Using AI to tag a Photo collection
As photographers pro, or amateur we often accumulate large collections of images that need proper organization. Manually tagging thousands of photos can be tedious and time-consuming. In this tutorial, I’ll show you how to use my own AI setup along with Python and the OpenAI API to automatically tag my photo collection.
The current flagship models from OpenAI or Anthropic not only allow text generation but also have the capability to work with given images. But not only these cloud based solutions can do this but also smaller local models, like Gemma 3 from Google or Mistral Small 3.1 offer this capability – and it works really surprisingly well. Given this, and the fact I have quite a large collection of photos (>80k) I thought I could use this to amend my photos with tags or keywords, a headline and a description for each photo. So, the simple requirements are as follows.
- For a given photo, leverage AI to get tags in German and English Language.

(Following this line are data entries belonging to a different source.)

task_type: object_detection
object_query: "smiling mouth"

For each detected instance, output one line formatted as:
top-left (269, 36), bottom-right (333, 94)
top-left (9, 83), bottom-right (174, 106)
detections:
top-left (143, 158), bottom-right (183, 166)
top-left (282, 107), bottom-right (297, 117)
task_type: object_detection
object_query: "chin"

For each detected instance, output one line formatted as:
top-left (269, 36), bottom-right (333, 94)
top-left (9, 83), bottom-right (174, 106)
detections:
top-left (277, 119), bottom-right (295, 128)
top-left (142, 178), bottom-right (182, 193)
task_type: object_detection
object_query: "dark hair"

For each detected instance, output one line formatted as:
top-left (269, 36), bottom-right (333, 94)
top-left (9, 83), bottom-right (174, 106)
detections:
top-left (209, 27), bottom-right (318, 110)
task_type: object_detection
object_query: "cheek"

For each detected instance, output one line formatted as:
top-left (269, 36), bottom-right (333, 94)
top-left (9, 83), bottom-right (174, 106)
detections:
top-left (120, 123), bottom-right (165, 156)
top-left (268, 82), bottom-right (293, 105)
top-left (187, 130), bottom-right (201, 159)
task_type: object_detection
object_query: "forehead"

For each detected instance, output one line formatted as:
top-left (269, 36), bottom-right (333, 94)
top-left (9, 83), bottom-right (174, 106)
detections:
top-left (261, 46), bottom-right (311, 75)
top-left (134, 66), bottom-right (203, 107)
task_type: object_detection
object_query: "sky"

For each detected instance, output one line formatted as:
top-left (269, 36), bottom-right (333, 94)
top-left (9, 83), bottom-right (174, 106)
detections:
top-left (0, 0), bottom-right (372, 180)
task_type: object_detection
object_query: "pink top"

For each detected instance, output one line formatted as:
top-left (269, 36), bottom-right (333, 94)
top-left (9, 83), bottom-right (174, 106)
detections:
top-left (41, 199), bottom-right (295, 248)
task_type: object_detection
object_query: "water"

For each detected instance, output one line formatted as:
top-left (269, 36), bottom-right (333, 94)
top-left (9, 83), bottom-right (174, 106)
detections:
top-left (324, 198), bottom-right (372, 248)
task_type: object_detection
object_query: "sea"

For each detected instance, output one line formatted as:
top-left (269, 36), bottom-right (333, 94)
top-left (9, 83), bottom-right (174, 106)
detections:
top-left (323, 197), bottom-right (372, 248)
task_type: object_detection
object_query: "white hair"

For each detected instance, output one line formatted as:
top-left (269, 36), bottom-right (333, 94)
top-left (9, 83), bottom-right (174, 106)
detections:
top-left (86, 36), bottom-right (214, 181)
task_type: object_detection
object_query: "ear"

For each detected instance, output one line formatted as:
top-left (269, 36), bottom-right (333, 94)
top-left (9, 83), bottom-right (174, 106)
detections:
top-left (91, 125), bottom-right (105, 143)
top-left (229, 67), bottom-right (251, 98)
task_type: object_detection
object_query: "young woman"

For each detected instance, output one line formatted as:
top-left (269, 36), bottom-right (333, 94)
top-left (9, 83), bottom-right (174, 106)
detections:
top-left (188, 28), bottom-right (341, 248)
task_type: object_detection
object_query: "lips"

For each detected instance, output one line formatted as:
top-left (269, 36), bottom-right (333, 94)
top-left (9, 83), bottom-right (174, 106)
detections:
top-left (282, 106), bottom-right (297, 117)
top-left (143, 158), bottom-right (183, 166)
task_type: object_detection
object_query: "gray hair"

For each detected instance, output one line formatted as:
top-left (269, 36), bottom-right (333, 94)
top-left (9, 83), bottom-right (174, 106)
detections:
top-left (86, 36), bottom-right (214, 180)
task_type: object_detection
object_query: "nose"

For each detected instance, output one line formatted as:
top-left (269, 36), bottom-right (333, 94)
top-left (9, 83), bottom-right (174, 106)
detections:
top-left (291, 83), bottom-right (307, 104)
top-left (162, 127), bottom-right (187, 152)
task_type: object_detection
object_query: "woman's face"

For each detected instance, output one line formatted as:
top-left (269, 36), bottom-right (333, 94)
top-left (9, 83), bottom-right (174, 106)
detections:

- Next this this get a headline for this photo. This is btw. something which also can be used to remain compliant to the upcoming EU accessibility acts.
- Also, generate a description for the photo.
- In order to save this data as compatible and interoperable as possible, the gathered information should be saved directly into the photo. The standard way for this is Exif, XMP and IPTC data.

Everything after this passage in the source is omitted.